Wednesday, 31 August 2011

Graham Williams



After house jobs at Orpington, Guys and Lambeth I spent a year as an assistant in a north Shropshire rural practice. This I decided was the career I wished to pursue but began to despair after many months searching for a suitable practice.Eventually I obtained a partnership in Shipston on Stour, Warwickshire on the borders of Gloucestershire and Oxfordshire and the northern limit of the Cotswolds. This was a four man rural dispensing practice with a Cottage Hospital just across the road from the practice premises. In the early days the hospital had a maternity unit ,operating theatre, casualty and x-ray facilities in addition to its 35 beds but as the years passed it changed its title to Community Hospital,the beds became mainly geriatric and the operating facilities and maternity unit ceased to exist.
As well as the practice I worked one day a week in the Orthopaedic Dept at Warwick and developed an interest in Sports Medicine. I also represented my colleagues on the LMC over many years.
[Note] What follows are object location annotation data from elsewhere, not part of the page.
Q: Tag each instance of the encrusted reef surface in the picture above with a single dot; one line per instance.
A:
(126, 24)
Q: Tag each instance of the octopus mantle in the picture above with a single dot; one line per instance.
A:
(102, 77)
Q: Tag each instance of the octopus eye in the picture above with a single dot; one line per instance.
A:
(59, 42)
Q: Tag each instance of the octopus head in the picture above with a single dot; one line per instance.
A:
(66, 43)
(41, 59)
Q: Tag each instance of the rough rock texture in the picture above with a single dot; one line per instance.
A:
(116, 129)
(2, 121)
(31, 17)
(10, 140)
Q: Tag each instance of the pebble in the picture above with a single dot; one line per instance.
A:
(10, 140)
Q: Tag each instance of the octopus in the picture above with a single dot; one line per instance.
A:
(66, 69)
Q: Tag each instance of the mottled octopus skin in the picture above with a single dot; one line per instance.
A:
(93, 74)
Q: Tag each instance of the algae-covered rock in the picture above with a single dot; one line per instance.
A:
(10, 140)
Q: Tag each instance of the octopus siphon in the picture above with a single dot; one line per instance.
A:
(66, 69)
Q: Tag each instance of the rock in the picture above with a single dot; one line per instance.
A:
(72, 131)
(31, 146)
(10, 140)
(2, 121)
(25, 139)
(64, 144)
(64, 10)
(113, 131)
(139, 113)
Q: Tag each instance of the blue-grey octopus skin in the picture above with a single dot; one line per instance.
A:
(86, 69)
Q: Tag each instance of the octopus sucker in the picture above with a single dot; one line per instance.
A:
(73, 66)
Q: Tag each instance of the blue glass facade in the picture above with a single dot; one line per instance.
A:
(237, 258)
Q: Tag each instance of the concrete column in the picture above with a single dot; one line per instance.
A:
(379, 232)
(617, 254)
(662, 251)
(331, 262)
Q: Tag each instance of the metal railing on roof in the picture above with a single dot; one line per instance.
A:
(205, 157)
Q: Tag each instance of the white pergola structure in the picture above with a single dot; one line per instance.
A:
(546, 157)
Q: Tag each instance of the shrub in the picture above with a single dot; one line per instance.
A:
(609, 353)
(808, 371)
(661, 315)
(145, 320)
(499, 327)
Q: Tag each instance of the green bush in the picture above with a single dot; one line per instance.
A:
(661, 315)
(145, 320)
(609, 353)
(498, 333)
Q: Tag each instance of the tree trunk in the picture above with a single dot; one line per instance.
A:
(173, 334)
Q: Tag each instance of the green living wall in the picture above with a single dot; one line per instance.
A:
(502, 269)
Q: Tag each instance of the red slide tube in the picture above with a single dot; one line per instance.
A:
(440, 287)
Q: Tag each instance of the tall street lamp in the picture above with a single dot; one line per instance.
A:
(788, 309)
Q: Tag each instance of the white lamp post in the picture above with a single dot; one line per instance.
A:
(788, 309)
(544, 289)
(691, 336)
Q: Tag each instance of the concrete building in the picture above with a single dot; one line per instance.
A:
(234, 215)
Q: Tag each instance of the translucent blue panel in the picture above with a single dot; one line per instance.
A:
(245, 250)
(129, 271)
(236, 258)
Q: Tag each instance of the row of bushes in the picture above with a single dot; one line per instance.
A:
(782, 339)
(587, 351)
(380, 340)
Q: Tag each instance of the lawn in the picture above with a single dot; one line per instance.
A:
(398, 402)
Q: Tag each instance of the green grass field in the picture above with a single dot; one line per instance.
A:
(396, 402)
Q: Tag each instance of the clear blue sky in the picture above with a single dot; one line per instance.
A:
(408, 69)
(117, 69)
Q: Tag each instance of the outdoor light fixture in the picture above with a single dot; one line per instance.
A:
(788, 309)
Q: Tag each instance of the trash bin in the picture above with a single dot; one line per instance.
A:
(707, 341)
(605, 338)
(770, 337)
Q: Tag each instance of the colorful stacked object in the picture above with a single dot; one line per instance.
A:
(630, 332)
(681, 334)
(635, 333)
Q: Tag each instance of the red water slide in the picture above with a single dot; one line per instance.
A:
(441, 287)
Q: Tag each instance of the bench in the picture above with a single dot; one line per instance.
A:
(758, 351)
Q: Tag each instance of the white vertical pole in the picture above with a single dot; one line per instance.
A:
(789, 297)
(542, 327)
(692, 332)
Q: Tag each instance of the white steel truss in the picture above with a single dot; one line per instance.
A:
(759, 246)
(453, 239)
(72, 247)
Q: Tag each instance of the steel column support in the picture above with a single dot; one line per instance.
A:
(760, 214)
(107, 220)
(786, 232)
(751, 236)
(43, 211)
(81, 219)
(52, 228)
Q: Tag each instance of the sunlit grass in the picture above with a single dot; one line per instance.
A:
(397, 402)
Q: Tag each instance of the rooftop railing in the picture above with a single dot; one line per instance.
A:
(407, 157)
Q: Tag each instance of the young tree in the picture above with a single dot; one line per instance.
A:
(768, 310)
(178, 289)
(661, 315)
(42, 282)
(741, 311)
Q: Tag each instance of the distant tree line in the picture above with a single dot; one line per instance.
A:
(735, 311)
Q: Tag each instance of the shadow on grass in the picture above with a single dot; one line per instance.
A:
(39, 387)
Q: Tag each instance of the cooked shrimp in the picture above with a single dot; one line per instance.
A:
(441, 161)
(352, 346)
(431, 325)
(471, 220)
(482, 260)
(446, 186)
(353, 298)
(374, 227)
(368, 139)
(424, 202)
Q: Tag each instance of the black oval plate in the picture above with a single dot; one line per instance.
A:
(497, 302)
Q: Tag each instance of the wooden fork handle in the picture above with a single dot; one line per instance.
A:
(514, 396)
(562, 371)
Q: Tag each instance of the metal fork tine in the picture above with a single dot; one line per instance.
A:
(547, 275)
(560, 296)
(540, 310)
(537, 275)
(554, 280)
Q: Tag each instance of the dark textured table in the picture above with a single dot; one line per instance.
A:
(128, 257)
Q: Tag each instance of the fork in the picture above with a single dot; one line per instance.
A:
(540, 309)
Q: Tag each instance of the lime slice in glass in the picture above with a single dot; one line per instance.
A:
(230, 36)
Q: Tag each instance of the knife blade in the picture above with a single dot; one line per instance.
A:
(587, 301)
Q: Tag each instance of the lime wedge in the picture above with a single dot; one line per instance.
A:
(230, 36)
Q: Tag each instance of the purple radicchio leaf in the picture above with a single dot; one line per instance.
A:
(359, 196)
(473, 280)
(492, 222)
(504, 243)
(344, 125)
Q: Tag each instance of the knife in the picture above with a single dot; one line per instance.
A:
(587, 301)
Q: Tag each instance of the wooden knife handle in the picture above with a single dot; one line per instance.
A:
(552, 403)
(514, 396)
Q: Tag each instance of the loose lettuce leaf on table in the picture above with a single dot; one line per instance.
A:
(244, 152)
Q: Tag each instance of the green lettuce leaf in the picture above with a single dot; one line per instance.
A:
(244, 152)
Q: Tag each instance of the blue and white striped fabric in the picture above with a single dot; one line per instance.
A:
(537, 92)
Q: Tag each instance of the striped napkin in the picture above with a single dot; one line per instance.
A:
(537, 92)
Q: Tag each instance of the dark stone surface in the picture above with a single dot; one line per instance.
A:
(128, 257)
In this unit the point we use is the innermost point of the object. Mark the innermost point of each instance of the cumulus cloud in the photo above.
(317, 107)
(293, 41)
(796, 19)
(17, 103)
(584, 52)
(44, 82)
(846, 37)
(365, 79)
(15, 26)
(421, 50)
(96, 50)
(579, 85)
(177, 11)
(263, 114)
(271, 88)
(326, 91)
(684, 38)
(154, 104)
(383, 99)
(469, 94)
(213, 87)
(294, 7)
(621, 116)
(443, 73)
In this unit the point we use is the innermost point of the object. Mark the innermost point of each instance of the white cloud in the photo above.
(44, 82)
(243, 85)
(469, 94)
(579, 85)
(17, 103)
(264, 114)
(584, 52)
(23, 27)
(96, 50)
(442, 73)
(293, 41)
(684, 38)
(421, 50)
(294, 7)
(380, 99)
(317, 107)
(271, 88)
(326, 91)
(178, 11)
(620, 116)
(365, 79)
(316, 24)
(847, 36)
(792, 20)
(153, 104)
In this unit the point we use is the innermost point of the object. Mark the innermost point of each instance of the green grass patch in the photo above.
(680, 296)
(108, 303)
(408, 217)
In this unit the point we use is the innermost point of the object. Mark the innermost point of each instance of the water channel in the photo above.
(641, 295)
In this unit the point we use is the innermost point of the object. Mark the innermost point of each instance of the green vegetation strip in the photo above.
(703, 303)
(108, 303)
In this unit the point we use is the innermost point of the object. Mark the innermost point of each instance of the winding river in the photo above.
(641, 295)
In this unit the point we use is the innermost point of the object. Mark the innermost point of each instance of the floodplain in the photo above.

I continued to play rugby football for the local club until I was 35 but decided when I couldn’t get out of bed on Sunday morning after a game or even worse not get into the car on Monday it was time to give up! I became President of the club shortly afterwards and remained in post until we played at Twickenham in 2003 in the final of the Junior Vase narrowly losing to Old Alleynians.
My leisure interests turned to mountain walking with some ice and snow climbing where necessary. Initially my travels were confined to the UK and Europe but I made my first of many trips to the Nepal Himalaya in 1975. I acted as the doctor and leader to several high altitude treks. My intention was always to go to Nepal in the Autumn when the weather was invariably good but in 1986 I was persuaded by three professional botanists to accompany them in the Spring to the Kanchanjunga area. The monsoon came early, our tents and equipment were permanently wet , my legs red from where the many leeches had managed to attaché themselves. Never again in the Spring!
With my first wife Brenda I had two daughters Katherine and Rebecca, now aged 49 and 47 and Katherine has given me two grandchildren . This marriage ended in divorce.
I met my second wife Sue in Kathmandu on one of my many trips to Nepal and subsequently we shared many exciting trips including a failed ascent of the Matterhorn and a successful ascent of Kilimanjaro on our honeymoon. Sue is a keen equestrienne and has extended my outside interests into breeding and showing top class Dartmoor ponies. Not to be outdone I acquired a small flock of Hebridean sheep.
We have a son George aged 20 who has inherited our love of sport. After A-levels he had a gap year in Australia. He lived in Sydney, worked for a publishing company which funded his travels around most of Australia and in his free time played league cricket and Aussie Rules football .He is now at Exeter University studying Politics with Spanish,but we have a feeling his heart is still in Australia and he may well return there. Having visited the country we really wouldn’t blame him.